I am new to Go and I am trying to write a simple script that reads a file line by line. I also want to save the progress (i.e. the last line number that was read) on the filesystem somewhere so that if the same file was given as the input to the script again, it starts reading the file from the line where it left off. Following is what I have started off with.
package main
// Package Imports
import (
"bufio"
"flag"
"fmt"
"log"
"os"
)
// Variable Declaration
var (
ConfigFile = flag.String("configfile", "../config.json", "Path to json configuration file.")
)
// The main function that reads the file and parses the log entries
func main() {
flag.Parse()
settings := NewConfig(*ConfigFile)
inputFile, err := os.Open(settings.Source)
if err != nil {
log.Fatal(err)
}
defer inputFile.Close()
scanner := bufio.NewScanner(inputFile)
for scanner.Scan() {
fmt.Println(scanner.Text())
}
if err := scanner.Err(); err != nil {
log.Fatal(err)
}
}
// Saves the current progress
func SaveProgress() {
}
// Get the line count from the progress to make sure
func GetCounter() {
}
I could not find any methods that deals with line numbers in the scanner package. I know I can declare an integer say counter := 0
and increment it each time a line is read like counter++
. But the next time how do I tell the scanner to start from a specific line? So for example if I read till line 30
the next time I run the script with the same input file, how can I make scanner to start reading from line 31
?
One solution I can think of here is to use the counter as I stated above and use an if condition like the following.
scanner := bufio.NewScanner(inputFile)
for scanner.Scan() {
if counter > progress {
fmt.Println(scanner.Text())
}
}
I am pretty sure something like this would work, but it is still going to loop over the lines that we have already read. Please suggest a better way.

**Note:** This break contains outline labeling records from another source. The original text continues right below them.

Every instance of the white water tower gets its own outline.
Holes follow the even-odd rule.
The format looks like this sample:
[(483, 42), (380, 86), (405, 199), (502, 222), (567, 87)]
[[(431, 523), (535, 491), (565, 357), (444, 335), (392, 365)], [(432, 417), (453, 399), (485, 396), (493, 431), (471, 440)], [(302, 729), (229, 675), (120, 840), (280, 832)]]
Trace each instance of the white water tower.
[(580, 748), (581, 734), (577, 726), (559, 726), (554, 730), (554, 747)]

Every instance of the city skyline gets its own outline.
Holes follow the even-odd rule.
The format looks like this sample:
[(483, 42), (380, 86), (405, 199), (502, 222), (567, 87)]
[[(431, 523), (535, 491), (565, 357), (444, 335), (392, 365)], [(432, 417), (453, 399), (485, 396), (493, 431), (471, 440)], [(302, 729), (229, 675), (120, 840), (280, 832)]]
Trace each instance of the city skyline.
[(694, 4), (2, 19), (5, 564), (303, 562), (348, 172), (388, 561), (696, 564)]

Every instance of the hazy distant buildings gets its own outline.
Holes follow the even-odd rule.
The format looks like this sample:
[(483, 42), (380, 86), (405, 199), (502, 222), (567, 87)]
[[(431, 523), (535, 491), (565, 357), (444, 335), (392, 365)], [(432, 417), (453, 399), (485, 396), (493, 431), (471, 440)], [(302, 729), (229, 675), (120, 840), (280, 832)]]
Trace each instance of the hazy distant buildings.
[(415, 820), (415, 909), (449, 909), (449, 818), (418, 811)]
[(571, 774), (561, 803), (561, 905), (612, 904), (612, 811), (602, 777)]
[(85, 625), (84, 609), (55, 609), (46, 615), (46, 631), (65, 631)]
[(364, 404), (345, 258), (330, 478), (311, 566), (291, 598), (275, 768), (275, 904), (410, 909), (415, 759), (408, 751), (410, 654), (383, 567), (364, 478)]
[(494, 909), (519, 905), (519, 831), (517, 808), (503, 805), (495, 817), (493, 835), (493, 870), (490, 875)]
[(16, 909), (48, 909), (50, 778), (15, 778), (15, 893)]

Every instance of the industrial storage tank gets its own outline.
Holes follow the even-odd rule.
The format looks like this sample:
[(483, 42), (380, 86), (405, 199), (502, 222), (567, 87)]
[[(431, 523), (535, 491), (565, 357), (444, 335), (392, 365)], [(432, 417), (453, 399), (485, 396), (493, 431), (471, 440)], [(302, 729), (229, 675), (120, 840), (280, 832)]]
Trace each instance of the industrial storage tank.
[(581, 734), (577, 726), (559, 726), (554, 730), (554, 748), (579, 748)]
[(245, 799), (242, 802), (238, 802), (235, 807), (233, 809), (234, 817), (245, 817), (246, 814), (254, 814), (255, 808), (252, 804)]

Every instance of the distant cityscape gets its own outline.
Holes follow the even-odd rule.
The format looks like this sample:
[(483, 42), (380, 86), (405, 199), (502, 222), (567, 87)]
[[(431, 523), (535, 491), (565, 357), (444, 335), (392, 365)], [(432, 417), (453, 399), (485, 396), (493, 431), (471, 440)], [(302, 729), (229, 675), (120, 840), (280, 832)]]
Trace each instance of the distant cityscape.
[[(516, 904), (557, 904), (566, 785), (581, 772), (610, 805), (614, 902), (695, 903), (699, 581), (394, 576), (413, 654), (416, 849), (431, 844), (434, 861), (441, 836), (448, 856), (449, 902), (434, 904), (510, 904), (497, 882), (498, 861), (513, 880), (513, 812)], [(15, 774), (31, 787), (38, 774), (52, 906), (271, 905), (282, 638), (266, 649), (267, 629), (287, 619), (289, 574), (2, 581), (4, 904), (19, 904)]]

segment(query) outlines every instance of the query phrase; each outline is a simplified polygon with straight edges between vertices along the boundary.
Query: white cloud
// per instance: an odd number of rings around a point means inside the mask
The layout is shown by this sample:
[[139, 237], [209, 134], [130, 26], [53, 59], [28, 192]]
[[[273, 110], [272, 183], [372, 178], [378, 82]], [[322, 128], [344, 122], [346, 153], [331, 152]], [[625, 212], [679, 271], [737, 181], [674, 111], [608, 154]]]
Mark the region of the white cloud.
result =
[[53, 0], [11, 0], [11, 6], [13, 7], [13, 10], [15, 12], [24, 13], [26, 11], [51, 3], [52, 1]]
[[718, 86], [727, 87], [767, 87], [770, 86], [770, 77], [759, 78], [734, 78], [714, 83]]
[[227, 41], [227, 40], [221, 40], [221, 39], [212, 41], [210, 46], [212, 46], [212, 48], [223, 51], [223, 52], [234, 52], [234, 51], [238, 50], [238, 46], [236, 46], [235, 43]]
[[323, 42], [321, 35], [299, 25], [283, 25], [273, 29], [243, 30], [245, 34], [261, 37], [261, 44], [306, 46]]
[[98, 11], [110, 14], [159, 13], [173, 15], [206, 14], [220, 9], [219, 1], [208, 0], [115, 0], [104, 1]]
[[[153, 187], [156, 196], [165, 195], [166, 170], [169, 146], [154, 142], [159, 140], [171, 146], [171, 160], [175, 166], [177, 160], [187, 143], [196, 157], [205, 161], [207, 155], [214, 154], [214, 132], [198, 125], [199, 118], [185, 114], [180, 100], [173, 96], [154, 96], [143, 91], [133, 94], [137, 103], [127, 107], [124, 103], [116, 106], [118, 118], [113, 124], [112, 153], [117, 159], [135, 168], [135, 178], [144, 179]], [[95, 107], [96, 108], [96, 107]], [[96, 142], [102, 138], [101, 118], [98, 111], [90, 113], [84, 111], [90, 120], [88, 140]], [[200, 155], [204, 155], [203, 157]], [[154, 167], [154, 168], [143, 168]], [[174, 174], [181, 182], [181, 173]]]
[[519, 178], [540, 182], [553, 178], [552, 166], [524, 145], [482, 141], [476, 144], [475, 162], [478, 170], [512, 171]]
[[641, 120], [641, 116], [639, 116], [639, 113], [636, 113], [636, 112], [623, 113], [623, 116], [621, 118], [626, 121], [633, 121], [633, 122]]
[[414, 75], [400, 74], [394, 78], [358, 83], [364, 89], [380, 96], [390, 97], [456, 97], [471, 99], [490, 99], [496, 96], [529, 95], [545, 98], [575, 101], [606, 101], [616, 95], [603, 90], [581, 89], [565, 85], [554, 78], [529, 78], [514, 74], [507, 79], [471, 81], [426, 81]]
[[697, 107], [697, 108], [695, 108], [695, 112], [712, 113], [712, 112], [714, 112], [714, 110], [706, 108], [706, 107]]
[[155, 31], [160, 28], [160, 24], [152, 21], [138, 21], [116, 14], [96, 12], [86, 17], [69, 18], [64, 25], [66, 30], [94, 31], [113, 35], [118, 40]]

If you don't want to read but just skip the lines you read previously, you need to acquire the position where you left off.
The different solutions are presented in a form of a function which takes the input to read from and the start position (byte position) to start reading lines from, e.g.:
func solution(input io.ReadSeeker, start int64) error
A special io.Reader
input is used which also implements io.Seeker
, the common interface which allows skipping data without having to read them. *os.File
implements this, so you are allowed to pass a *File
to these functions. Good. The "merged" interface of both io.Reader
and io.Seeker
is io.ReadSeeker
.
If you want a clean start (to start reading from the beginning of the file), simply pass start = 0
. If you want to resume a previous processing, pass the byte position where the last processing was stopped/aborted. This position is the value of the pos
local variable in the functions (solutions) below.
All the examples below with their testing code can be found on the Go Playground.
bufio.Scanner
bufio.Scanner
does not maintain the position, but we can very easily extend it to maintain the position (the read bytes), so when we want to restart next, we can seek to this position.
In order to do this with minimal effort, we can use a new split function which splits the input into tokens (lines). We can use Scanner.Split()
to set the splitter function (the logic to decide where are the boundaries of tokens/lines). The default split function is bufio.ScanLines()
.
Let's take a look at the split function declaration: bufio.SplitFunc
type SplitFunc func(data []byte, atEOF bool) (advance int, token []byte, err error)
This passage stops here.